- Born: 14 March 1966 (age 60) Guernsey, Channel Islands
- Occupations: Columnist, activist, businesswoman
- Years active: 1984–present
- Spouse: Noel Gallagher ​ ​(m. 1997; div. 2001)​
- Partner: Peter Sidell (2008–2010)
- Children: Anaïs Gallagher

= Meg Mathews =

English columnist (born 1966)

Meg Mathews (born 14 March 1966) is an English columnist, activist and businesswoman. She became known through her former marriage to the musician Noel Gallagher and as the mother of the model and photographer Anaïs Gallagher.

== Early life ==
Meg Mathews was born in Guernsey, Channel Islands, on 14 March 1966, as the only child to Stanley Mathews, a builder, and his wife, Christine, a secretary. The family emigrated to South Africa when she was nine years old, where she was raised on a winery just outside Stellenbosch in Western Cape.

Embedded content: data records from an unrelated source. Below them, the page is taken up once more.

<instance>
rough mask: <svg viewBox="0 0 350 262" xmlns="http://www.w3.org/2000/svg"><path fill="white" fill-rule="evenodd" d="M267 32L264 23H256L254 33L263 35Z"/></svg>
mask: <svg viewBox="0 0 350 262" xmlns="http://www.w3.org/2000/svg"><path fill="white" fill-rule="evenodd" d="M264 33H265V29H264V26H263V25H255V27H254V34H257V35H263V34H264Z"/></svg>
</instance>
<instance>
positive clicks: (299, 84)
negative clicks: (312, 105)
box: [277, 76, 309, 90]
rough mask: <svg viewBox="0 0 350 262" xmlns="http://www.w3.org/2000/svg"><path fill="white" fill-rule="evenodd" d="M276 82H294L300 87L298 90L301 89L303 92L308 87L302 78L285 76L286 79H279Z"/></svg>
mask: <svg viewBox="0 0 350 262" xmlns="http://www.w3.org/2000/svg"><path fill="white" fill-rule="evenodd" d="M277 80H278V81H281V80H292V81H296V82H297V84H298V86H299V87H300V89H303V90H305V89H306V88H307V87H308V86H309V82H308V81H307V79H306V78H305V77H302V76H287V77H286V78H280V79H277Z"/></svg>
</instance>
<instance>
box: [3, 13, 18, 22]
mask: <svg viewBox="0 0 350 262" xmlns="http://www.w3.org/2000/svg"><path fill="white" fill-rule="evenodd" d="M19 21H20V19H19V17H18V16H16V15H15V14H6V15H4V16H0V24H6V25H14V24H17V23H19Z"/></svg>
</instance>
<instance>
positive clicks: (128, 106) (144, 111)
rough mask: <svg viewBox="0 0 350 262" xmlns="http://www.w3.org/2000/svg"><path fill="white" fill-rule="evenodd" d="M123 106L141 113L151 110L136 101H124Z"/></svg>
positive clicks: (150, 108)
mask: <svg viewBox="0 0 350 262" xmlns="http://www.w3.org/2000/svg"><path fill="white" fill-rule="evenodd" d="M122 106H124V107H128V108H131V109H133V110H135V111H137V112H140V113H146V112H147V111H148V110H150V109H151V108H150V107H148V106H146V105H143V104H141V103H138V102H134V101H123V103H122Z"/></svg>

Mathews attended Sibford School, a Quaker boarding school, from the age of 12, where her friends included Guy Ritchie.

== Career ==
Mathews started her career as a cashier in a branch of the high-end clothes shop Joseph. She was promoted to manager within six months. She had her own fashion PR company by the age of 21. She rose to fame in the Britpop scene while working in music management. She has also worked as an interior designer.

Mathews appeared on the thirteenth episode in the final series of the ITV cookery reality show Hell's Kitchen in 2009.

Mathews appeared on the Channel 4 entertainment programme Time Crashers in 2015. The programme, presented by Tony Robinson and Cassie Newland, sees Mathews, with nine other celebrities, transported to different historical settings where they experience the life of the 'lower' classes and are set tasks relating to that era.

Mathews launched MegsMenopause, a platform dedicated to breaking the stigma around the menopause, in 2018.

Mathews wrote her first book, The New Hot: Taking on the Menopause with Attitude and Style (ISBN 9780593129364), which was published by Ebury Publishing in October 2020.

== Personal life ==
Mathews married the musician Noel Gallagher in a secret ceremony at the Little Church of the West, the oldest wedding chapel on the Las Vegas Strip, on 5 June 1997. Her brother-in-law was the singer and songwriter Liam Gallagher. The pair met in 1994 through her roommate, the MTV presenter Rebecca de Ruvo, whom Gallagher was dating at the time and whom he left for Mathews. They lived at Supernova Heights on Steele's Road in Belsize Park. Their only child, a daughter, Anaïs Gallagher, a model and photographer, was born at Portland Hospital in Westminster, Greater London, on 27 January 2000. She named their daughter after her favourite writer, Anaïs Nin. The couple separated in September 2000 and divorced on 19 January 2001, after three-and-a-half years of marriage, on the grounds of Gallagher's adultery with the Scottish publicist Sara MacDonald, whom Gallagher met at the Ibiza nightclub Space in June 2000. After their divorce was finalised, Gallagher said that he had never actually been unfaithful and had only said he had cheated on Mathews to speed up the divorce process.

Mathews was a member of the Primrose Hill set. Her daughter is considered to be a member of the next generation Primrose Hill set.

Mathews announced her engagement to Peter Sidell, who is the owner of a Knightsbridge menswear shop The Library and an arts professor at the Royal College of Art, in May 2009, after a six-month relationship. He proposed on top of the Empire State Building in Manhattan, New York City. She was planning their wedding for 2010. The couple separated in November 2010.

Mathews lives in Newquay, Cornwall.

On 7 July 2023, Mathews was arrested on charges of drink-driving after she crashed her yellow Jeep Wrangler into a parked car following a book signing in Nansledan. She was breathalyzed at the scene of the crash, which caused minor damage, and found to be over the legal limit. She appeared before Cornwall Magistrates' Court in Bodmin, where she pleaded guilty to a charge of driving a motor vehicle with an alcohol level above the limit. She was banned from driving for 20 months, fined £440, and ordered to pay a £176 surcharge and £85 prosecution costs.

== Filmography ==

| Year | Title | Notes |
|---|---|---|
| 1996 | Oasis: Mad for It! | 2 episodes |
| 1998 | Omnibus | Episode: "Alan McGee: The Man Who Discovered Oasis" |
| 2002 | The Art Show | Episode: "Revolt in Fashion" |
| 2007 | Deadline | Episode: "Episode #1.2" |
| 2007 | The Wright Stuff | Episode: "14/05/2007" |
| 2009 | Hell's Kitchen | Episode: "Episode #4.13" |
| 2015 | Time Crashers | 6 episodes |
| 2018 | Jeremy Vine | Episode: "Episode #1.43" |

== Bibliography ==
- Mathews, Meg (2020). The New Hot: Taking on the Menopause with Attitude and Style. Ebury Publishing. ISBN 9780593129364.